Et le visage de Víctor — ce visage noirci que j’ai vu pendant cinq ans de l’autre côté de notre table — est devenu blanc. Ses mains tremblaient. Les papiers que tu as signés avec tant d’émotion vibraient comme s’ils étaient aujourd’hui en pleine tempête.
Et moi… j’ai rêvé. Pour la première fois en trois ans.
Mais je me relâche.
Qui suis-je et comment est-ce que je fais tout ça ?
Je m’appelle Alejandra Durán, j’ai 34 ans et je suis mariée à Víctor Medina depuis trois mois.
Cinq ans. Plus longtemps que la patience de beaucoup de femmes.

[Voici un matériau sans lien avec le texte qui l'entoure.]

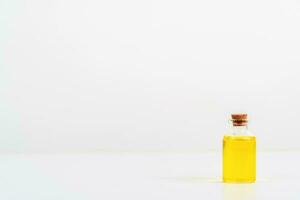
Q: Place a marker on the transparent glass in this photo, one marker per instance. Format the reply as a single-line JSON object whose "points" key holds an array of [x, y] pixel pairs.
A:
{"points": [[239, 156]]}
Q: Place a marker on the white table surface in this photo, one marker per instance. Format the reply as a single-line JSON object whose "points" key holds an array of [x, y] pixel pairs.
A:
{"points": [[143, 176]]}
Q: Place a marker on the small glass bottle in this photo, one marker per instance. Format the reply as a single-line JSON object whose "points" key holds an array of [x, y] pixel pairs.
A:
{"points": [[239, 152]]}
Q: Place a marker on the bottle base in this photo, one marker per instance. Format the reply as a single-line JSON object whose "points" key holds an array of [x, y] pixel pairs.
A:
{"points": [[239, 180]]}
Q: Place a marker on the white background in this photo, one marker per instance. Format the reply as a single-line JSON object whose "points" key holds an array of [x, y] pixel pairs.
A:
{"points": [[160, 75]]}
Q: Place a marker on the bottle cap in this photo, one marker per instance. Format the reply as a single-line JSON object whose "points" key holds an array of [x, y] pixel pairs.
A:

J’ai connu Víctor à 17 ans. Je travaillais comme archiviste dans un buffet, je gagnais peu, mais j’apprenais beaucoup : les chiffres, les détails, le silence et l’observation.
À 18 ans, j’étais assistante juridique. À 19 ans, je me suis mariée.
À nos 20 ans, notre fils, Tomás.
Pendant ce temps, beaucoup rêvaient, moi j’économisais. Mon agresseur répétait sans cesse la même chose :
« Une femme doit avoir son propre argent. En secret… elle-même. »
Comment je suis devenue « entière » (sans salaire, sans reconnaissance
Quand l’entreprise de Víctor a commencé à prospérer, il m’a demandé de quitter le buffet pour l’aider « un temps ».
Ce « temps » s’est transformé en une année.